Le rappeur Eminem s’oppose fermement à une marque australienne de produits de plage, Swim Shady, estimant que son nom est trop proche de son célèbre pseudonyme, Slim Shady. Une bataille juridique est en cours aux États-Unis et en Australie pour la protection de ses droits de propriété intellectuelle.
L’artiste, de son vrai nom Marshall B Mathers III, a déposé une requête auprès de l’Office américain des brevets et des marques (USPTO) pour annuler la marque déposée par Swim Shady, quelques jours seulement après son approbation en septembre dernier.

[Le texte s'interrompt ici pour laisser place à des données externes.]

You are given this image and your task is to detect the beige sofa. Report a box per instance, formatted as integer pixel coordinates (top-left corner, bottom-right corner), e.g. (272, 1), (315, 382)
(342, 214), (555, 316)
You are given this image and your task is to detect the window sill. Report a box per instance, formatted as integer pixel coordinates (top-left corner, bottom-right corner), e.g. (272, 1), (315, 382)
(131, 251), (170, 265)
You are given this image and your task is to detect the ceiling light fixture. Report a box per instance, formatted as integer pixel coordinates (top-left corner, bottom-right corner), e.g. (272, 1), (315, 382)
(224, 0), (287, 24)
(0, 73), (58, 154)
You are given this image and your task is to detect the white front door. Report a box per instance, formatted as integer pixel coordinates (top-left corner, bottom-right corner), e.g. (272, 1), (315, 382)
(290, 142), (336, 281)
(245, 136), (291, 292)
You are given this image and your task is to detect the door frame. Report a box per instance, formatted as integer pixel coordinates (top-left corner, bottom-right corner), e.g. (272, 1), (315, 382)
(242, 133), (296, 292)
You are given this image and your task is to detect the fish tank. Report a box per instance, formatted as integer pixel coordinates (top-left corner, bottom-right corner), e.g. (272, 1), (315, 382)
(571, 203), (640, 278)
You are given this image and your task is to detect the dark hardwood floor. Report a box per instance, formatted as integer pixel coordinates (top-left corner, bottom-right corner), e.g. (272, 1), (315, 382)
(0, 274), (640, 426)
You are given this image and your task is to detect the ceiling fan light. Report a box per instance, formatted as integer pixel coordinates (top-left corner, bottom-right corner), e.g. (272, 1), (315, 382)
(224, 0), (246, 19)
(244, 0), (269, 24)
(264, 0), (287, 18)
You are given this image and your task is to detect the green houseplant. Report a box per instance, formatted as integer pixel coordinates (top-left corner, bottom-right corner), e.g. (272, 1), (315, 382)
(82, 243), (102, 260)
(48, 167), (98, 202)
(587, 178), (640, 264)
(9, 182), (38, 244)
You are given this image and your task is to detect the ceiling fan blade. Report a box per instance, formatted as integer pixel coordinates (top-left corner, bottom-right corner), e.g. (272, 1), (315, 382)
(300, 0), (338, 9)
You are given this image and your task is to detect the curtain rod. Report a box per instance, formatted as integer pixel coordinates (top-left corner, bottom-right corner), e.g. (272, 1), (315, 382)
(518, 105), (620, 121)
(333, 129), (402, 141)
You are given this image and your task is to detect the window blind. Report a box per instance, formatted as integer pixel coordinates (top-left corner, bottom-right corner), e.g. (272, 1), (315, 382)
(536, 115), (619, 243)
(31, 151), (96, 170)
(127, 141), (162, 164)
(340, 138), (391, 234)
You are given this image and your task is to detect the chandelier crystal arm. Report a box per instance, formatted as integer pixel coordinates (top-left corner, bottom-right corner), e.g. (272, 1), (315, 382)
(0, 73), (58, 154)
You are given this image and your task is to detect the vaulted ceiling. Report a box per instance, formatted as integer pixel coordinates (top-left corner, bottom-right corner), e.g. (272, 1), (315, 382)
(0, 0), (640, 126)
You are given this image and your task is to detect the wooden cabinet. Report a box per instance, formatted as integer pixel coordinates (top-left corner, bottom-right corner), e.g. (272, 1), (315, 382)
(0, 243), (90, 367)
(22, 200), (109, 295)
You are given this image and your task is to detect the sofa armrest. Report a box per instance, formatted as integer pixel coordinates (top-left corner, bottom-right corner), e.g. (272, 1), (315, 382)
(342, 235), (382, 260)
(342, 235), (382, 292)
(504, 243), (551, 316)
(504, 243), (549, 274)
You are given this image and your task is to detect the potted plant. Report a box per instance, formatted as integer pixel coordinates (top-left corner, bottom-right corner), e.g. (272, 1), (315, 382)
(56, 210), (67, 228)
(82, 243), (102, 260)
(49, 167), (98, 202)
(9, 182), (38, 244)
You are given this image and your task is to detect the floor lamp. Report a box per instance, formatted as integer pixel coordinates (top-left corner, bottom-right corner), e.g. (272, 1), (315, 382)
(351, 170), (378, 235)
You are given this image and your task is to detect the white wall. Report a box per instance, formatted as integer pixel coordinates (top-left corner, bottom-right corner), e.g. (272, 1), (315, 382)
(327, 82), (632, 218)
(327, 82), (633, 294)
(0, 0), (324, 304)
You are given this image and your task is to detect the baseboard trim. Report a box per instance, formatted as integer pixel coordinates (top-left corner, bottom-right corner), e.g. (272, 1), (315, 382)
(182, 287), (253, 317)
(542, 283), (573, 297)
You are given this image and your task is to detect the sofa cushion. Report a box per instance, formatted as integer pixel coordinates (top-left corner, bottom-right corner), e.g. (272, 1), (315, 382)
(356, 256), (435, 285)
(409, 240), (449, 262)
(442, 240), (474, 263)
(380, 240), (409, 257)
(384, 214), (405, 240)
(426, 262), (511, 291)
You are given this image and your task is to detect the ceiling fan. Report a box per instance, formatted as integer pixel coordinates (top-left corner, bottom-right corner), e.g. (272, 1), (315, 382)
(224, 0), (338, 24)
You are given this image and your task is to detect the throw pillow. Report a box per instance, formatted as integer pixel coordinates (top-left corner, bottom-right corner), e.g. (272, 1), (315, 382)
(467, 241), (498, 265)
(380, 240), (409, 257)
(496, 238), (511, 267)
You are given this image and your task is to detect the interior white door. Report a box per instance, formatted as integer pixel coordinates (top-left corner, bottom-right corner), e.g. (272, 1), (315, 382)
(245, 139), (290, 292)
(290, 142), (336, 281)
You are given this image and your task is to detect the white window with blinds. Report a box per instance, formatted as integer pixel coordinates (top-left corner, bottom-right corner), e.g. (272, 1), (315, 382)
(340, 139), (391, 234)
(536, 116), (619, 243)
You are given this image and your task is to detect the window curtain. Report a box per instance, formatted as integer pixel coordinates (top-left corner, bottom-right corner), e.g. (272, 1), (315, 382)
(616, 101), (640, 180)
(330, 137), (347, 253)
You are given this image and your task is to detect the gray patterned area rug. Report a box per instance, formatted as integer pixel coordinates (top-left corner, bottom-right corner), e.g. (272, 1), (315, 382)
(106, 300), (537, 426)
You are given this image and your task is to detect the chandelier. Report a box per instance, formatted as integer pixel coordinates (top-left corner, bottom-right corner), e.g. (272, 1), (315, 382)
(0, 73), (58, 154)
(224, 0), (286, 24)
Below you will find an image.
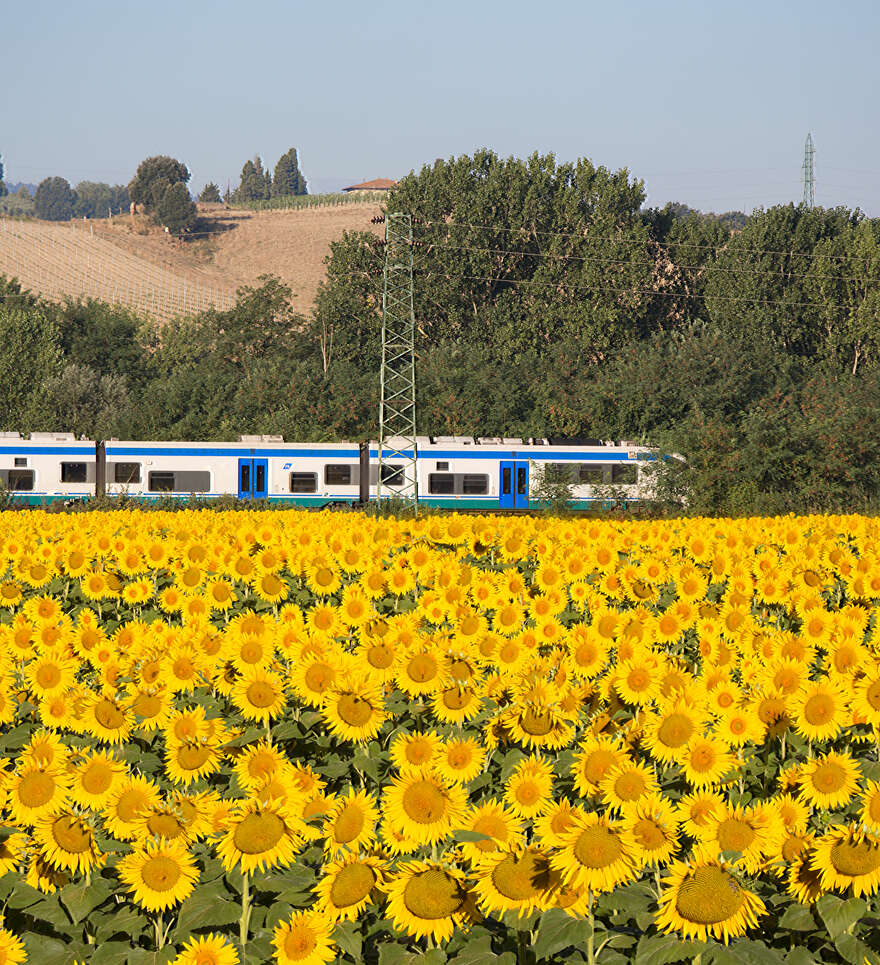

Eminem craint que le nom de la société australienne, qui vend des parapluies anti-UV, des sacs de plage, des serviettes et des shorts, ne crée de la confusion et ne laisse croire à une affiliation avec lui.
L’équipe juridique du rappeur a également contesté la marque Swim Shady en Australie, où l’entreprise a été lancée en décembre 2024. Jeremy Scott, le propriétaire de Swim Shady, a confirmé avoir été informé de cette action en justice par Guardian Australia et a déclaré que son entreprise se défendrait vigoureusement.
« Swim Shady est une entreprise australienne indépendante, née pour protéger les gens du soleil intense australien », ont déclaré Jeremy Scott et sa partenaire, Elizabeth Afrakoff, dans un communiqué commun. « Nous défendrons notre propriété intellectuelle. Compte tenu de la nature de l’affaire, nous ne souhaitons pas faire d’autres commentaires à ce stade. »
Avant le lancement de Swim Shady, Eminem détenait déjà des marques en Australie pour « Shady » et « Shady Limited », mais pas pour « Slim Shady ». Il a ensuite déposé une demande de marque pour « Slim Shady » en Australie en janvier 2025. Swim Shady a quant à elle déposé des demandes de non-utilisation contre les marques « Shady » et « Shady Limited » d’Eminem, arguant qu’elles n’étaient pas utilisées de manière régulière.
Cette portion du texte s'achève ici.